Thanks so much for the support! Hope y'all enjoy this chapter!


During "Æsahættr"

"And I think Lyra's even braver than me," he'd said. It was impossible. Impossible! Lyra thought back to her list of "accomplishments" since they'd first met. She'd gotten herself hit by a car seconds after stepping into his world. She'd literally said yes when the pale-faced man asked whether they were traveling together. She'd practically given the alethiometer to Latrom, which forced them to steal the knife, which had cost Will his fingers and poor Tullio his life.

Pan was right. She could be brave. But, mostly, she wasn't. Still, it wasn't Pan's words that were continuously winding their way through her ears.

"What are you doing? Stop twitching!" Pan griped. His tiny ermine snout was resting against Lyra's cheek, which she now realized must have been alternately tensing and relaxing throughout the last minute or so. She'd been smiling on and off, unable to rationalize outwardly grinning at a mossy cave wall and yet equally unable to stop herself from beaming at what Will had said.

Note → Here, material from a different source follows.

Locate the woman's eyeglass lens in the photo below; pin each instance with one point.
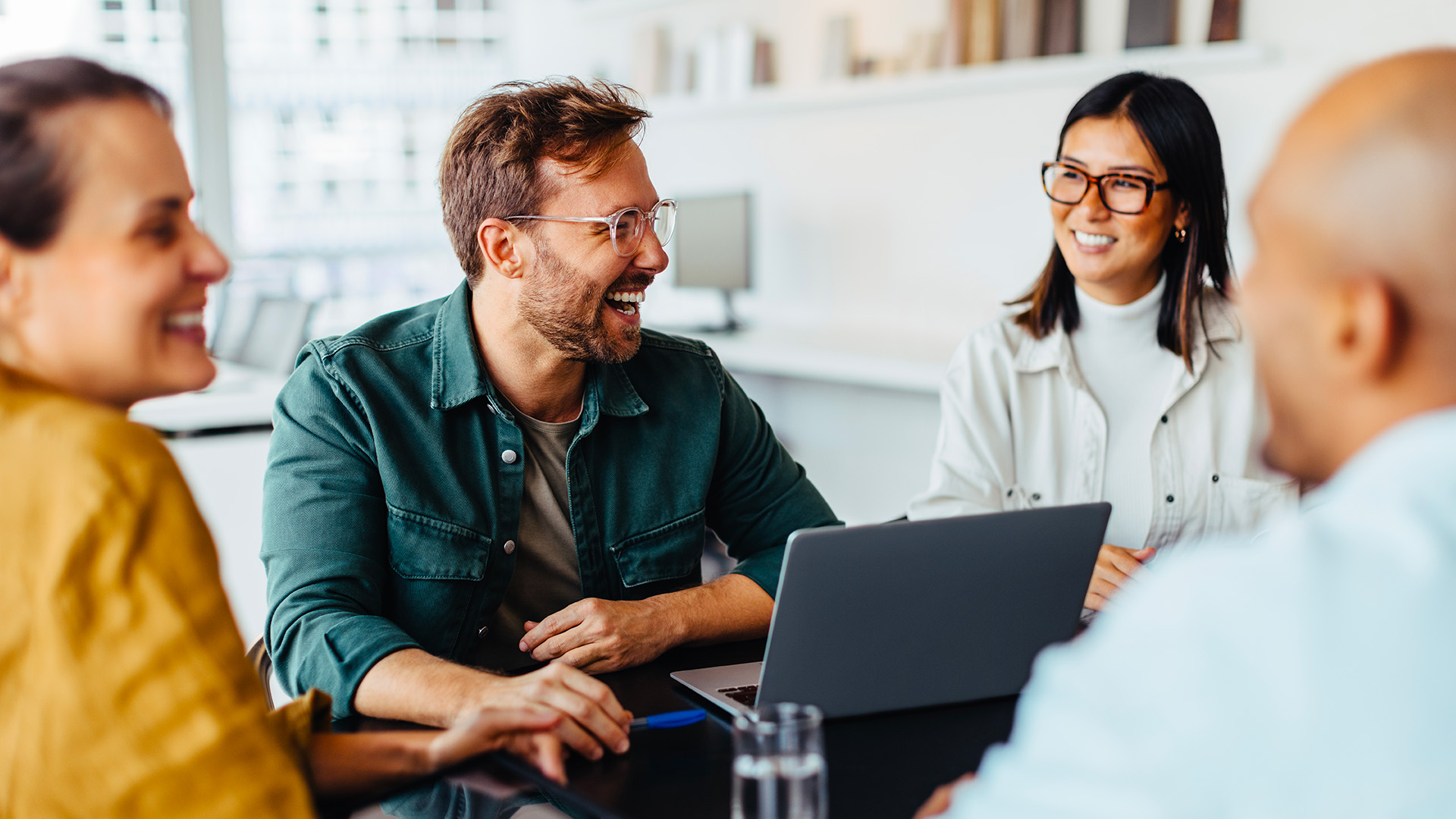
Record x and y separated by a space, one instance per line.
1122 193
631 224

"Get off me, then!" Lyra hissed back. Pan leaped from her face, digging his feet in a little harder than necessary before launching himself into a neat curl on the rock floor. To hell with it, she thought. I'll go smile at something that might smile back.

Last night, the witches had told her to stay close to him. For warmth. And it was just as cold tonight.

Will was reclined on a natural ledge overlooking the verdant mountains. It was a clear, breezy night and what must have been thousands of stars twinkled peacefully in the inky sky above. Lyra crawled over to him and peered over the ledge. Well, this simply will not do, she thought, almost giggling at him. The boy had decided to fall asleep on a slab of rock no more than a meter wide, and there was a drop bigger than the Torre degli Angeli on the other side.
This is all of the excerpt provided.